A number of factors have influenced this figure; however, each borough reveals a different story in this difficult period. The impact of Brexit, COVID-19, the Ukraine War, and inflation cannot be overlooked; however, that will impact each borough roughly the same.

The decline in non-council dwellings can be explained by the loss of government-owned housing, such as barracks in Hounslow and elsewhere. However, the Housing Association sector has been slow to grow its portfolios and meet demand.

Growth in dwellings has taken place along the Elizabeth Line in Hillingdon (+4.4 per cent) and Ealing (+5.4 per cent).

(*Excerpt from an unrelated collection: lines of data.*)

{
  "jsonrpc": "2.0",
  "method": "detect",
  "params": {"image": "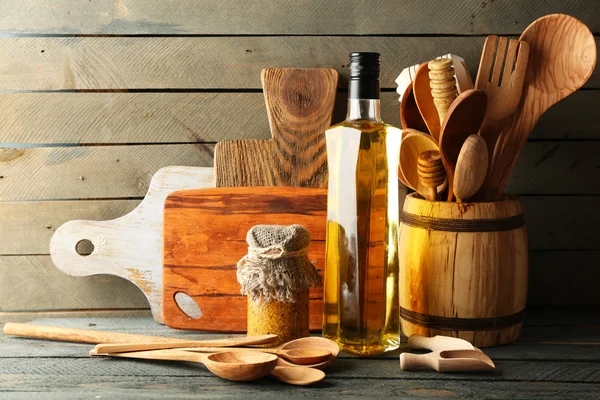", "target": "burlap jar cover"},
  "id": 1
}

[237,225,323,343]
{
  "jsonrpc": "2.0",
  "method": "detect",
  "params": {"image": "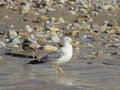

The availability of brownfield sites in Hounslow (+6.7 per cent), Ealing, Wandsworth (Battersea)(+4.4 per cent), and Brent (Wembley) (+9.4 per cent) has enabled growth.

Lower growth in Richmond (+1.2 percent) and Kingston (+2.9 percent) can be partly explained by large green spaces and a lack of available brownfield sites.

This, in Richmond, looks set to change as Gareth Roberts, the leader of Richmond Council, announced at the Richmond Social, “ Richmond is open for business.” The Mortlake Brewery and former Homebase site will add to the growth in dwellings in the next five years.

Roger Madelin, CBE, speaking at the Richmond Social, believes that once the interest rates fall, we will see a growth in building. The cash is available; we are just waiting for the green light. He thinks it could be “the roaring twenties again.”

Several incomplete developments across West London will fuel growth in the next five years. Old Oak Common will add many as the HS2 project rolls on. Ealing has identified the need for 28,000 new homes in its borough.

Savill estimates that London will need close to 100,000 new homes each year to meet requirements, which means West London will need to supply 250,000 rather than the 45,000 seen in the last five years.